Russolo's The Art of Noises guides modern composers toward a new aesthetic regarding the incorporation of existing sound and "sound objects" into musical compositions. regarding a letter from a friend in the trenches of WWI, Russolo shows us how even the sounds and sights and smells of war can be looked at as a bizarre performance orchestrated by horses, machine guns, signal lights, and cannons.
It seems as though Russolo's desire to seek new media for composition stems from a feeling that existing instruments and standards of instrumentation are inadequate for expressing emotions of a world in an age of machines and mechanical rhythms.
It is interesting to note that Igor Stravinsky, who was composing around the same time, said that he felt that the twelve notes in the standard equal temperament scale and the standard system or rhythmic notation could allow him infinite possibilities for composing music. Stravinsky's music was considered to be revolutionary in his own time and even today a lot of people think that it's pretty far out. right on.
people have been incorpoerating natural sounds into music for centuries. the sounds of birds, streams, wind, cannons and other janx have been written into music by haydn, handel, mozart, bach and others.

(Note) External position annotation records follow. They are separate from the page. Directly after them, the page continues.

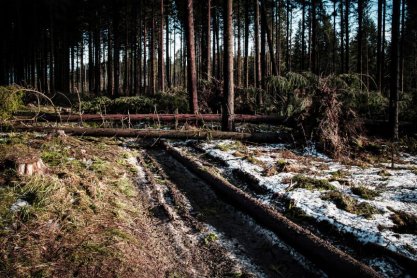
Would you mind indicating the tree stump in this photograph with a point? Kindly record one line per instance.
(28, 166)
(24, 160)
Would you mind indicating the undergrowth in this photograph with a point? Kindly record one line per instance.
(349, 204)
(301, 181)
(79, 219)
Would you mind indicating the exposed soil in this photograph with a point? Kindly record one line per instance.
(264, 255)
(365, 253)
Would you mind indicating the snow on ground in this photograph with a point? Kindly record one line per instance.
(397, 188)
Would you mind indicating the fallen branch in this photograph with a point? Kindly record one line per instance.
(162, 118)
(165, 134)
(319, 251)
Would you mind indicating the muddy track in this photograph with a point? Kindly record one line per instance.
(258, 250)
(323, 253)
(347, 243)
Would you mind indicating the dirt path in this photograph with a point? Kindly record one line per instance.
(241, 245)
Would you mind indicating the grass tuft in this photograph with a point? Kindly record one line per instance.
(308, 183)
(349, 204)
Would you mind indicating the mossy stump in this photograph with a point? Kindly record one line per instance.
(24, 160)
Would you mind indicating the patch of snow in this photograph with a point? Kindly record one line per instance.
(397, 188)
(18, 205)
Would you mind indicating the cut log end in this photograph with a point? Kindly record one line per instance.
(31, 168)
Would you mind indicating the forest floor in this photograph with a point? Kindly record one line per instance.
(118, 207)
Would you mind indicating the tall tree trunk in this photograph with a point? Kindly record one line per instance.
(97, 64)
(347, 42)
(167, 53)
(342, 37)
(228, 102)
(109, 64)
(402, 45)
(258, 72)
(246, 61)
(394, 74)
(191, 64)
(161, 66)
(314, 49)
(206, 42)
(359, 68)
(379, 47)
(303, 34)
(269, 39)
(152, 83)
(334, 37)
(116, 59)
(239, 50)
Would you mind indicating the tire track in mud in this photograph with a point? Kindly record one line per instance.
(258, 251)
(388, 263)
(330, 258)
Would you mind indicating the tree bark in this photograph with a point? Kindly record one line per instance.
(191, 63)
(257, 51)
(347, 43)
(394, 75)
(159, 117)
(206, 43)
(160, 134)
(379, 47)
(269, 39)
(161, 67)
(116, 49)
(246, 61)
(228, 90)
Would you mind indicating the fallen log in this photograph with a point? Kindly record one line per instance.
(319, 251)
(163, 134)
(160, 117)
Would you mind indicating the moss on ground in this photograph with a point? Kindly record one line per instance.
(308, 183)
(405, 223)
(349, 204)
(77, 219)
(365, 193)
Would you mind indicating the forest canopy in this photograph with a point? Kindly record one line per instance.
(274, 53)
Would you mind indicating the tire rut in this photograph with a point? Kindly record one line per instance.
(239, 234)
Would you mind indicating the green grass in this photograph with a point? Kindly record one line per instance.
(235, 145)
(210, 238)
(349, 204)
(308, 183)
(365, 193)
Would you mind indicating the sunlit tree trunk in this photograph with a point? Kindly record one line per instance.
(191, 63)
(394, 73)
(228, 102)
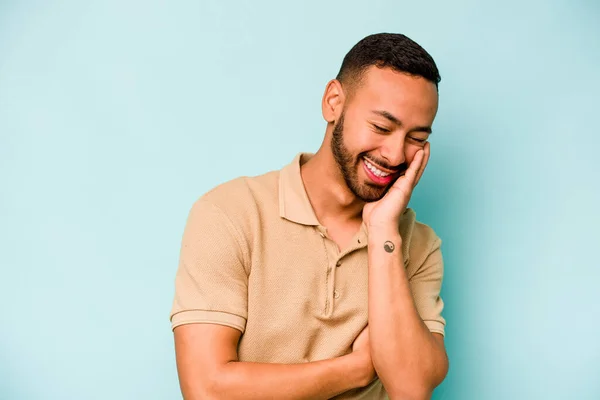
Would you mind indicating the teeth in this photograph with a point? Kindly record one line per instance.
(375, 170)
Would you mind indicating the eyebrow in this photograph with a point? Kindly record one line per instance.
(396, 121)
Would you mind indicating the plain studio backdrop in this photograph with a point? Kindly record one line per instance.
(115, 116)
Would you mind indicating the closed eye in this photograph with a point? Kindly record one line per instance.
(380, 129)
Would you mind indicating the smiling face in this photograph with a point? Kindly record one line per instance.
(386, 119)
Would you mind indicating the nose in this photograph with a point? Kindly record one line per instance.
(392, 150)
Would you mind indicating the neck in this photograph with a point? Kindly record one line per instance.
(327, 191)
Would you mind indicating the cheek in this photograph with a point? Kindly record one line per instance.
(409, 152)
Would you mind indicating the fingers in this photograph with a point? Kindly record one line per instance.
(412, 172)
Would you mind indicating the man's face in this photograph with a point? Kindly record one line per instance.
(386, 121)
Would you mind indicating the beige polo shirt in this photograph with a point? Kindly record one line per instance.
(254, 257)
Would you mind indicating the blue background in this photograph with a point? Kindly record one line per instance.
(115, 116)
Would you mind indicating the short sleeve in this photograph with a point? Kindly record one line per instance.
(211, 283)
(426, 284)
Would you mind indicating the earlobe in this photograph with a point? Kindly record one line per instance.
(333, 100)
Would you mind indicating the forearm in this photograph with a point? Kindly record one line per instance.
(314, 380)
(408, 359)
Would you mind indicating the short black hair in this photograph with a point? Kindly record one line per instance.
(392, 50)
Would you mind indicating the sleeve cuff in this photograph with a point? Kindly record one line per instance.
(436, 327)
(208, 317)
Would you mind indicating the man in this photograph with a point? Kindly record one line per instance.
(316, 281)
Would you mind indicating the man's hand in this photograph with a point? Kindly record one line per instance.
(386, 213)
(362, 348)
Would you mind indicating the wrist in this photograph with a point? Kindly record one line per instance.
(381, 234)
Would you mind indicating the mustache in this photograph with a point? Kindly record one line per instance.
(396, 168)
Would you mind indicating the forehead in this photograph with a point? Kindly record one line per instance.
(398, 93)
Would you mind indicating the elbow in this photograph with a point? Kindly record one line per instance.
(208, 387)
(418, 386)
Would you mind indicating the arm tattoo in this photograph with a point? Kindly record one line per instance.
(389, 246)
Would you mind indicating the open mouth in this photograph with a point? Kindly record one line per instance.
(376, 174)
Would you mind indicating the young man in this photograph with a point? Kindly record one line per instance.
(316, 281)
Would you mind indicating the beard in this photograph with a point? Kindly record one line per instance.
(349, 165)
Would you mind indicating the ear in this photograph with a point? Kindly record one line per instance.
(333, 101)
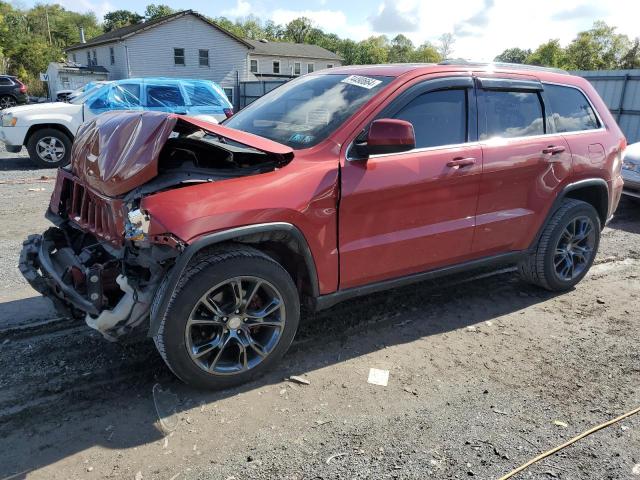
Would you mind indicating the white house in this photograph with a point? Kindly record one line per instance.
(69, 76)
(188, 45)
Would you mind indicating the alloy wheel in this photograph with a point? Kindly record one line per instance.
(50, 149)
(575, 248)
(235, 325)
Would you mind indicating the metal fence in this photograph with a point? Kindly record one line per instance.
(251, 91)
(620, 90)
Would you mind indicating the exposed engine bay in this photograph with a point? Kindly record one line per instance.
(105, 258)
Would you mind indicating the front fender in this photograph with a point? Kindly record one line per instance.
(165, 292)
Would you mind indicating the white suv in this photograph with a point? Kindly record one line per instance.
(48, 129)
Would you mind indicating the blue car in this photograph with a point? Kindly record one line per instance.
(202, 98)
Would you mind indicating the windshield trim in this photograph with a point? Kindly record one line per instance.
(291, 117)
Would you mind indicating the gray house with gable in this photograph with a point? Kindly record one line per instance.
(188, 45)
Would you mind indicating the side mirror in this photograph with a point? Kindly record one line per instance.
(389, 135)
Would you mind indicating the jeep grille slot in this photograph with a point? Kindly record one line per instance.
(91, 211)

Tuesday, September 2, 2008

did some more reading about philip zimbardo. apparently his book The Lucifer Effect he talks about a lot of things that regard the inherent dismal nature of the human being. doesn't sound very uplifting.

Monday, September 1, 2008

beating a dead horse

The Hirshhorn Museum's recent gallery titled Cinema: Illusion, Reality and the Moving Image featured many interesting pieces of film. One piece that particularly interested me for many reasons was Artur Zmijewski's Repetition. Repetition explores the reconstruction of Philip Zimbardo's 1971 "Stanford Prison Experement".
Zmijewski's film was interesting because it demonstrated the power that a camera has to influence events and decisions of actual people. The fact that the experiment was filmed and that the subjects were aware that they were being filmed gave off an eerie feeling of some sort of twisted reality television show.
At one point in the film someone, who i presumed to be the director of the experiment, was speaking to the guards and was encouraging them to use harsher measures with the inmates. By having this interaction caught on camera, it was very suggestive that the director was not conducting a true experiment but actually trying to manipulate the guards to create the ends that he desired. With this in mind, I was reminded of Anne Ellegood's essay Character Driven: Subjectivity and the Cinematic where she comments that "Reality television is not real [and] [d]ocumentary film is not purely truthful." Is it possible to portray something completely true and honest through the cinema? before answering that question we should first try to define truth and honesty. is it even possible to define truth and honesty? how can we determine what is truth and what is real? truth seems like it should probably be relative to reality. is reality the same to every person? probably not. if reality is subjective then maybe truth is also subjective. In the case of Zmijewski's film, it is obviously not an honest attempt to portray truth when the director tried to manipulate the guard by trying to plant insecurities about the warden's ability to control the inmates.
zeppelin rocks number 1.

Tuesday, August 26, 2008

goals

i want to create an interactive multimedia piece to use in my junior honors recital at the end of the semester.  i want to use max/msp/jitter to create this piece.  hope to make it cool and unique without making it seem really pretentious.  i also hope to learn a lot about artistic theory and multimedia theory because i really have no clue about it.